7) Insert "(those described in Example 1)" after "Dispersion of r(C)IQ element-donating substance" on the first vertical page/line.

Claims (1)

[Scope of Claims] At least a photosensitive halogenated film/inder is provided on the support, which is reducible to the photosensitive halogenated film, and which can be heated with the photosensitive silver chloride.
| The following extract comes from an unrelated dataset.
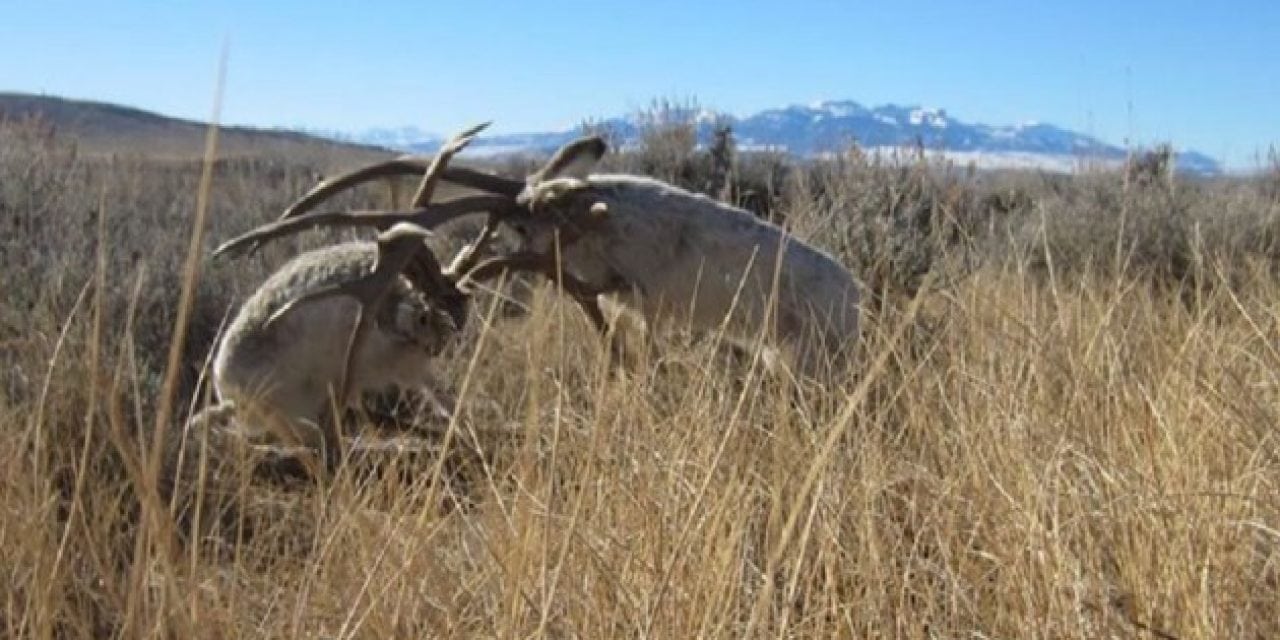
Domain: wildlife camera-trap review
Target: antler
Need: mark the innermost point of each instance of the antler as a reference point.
(423, 214)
A heat-developable color light-sensitive material having a dye-donating substance that reacts to release a hydrophilic dye and a base precursor represented by the following general formula (A) and/or the following general formula (B): A□, A2.A5. A6.A7.A8 each represents a substituent group selected from a hydrogen atom, an alkyl group, a substituted alkyl group, a cycloalkyl group, an alknyl group, an aralkyl group, an aryl group, a substituted aryl group, an acyl group, and a heterocyclic group. .Also, A□ and A2 may be connected to form a ring.Furthermore, A5.A6.A7.A8 may be connected to λ of them to form a ring.A3.A4 are each Contains hydrogen atoms, alkyl groups, substituted alkyl groups, cycloalkyl groups, and aralkyl groups.'
=? , A3 and A4 may be connected to form a ring, or may be . X represents a nucleophilic group.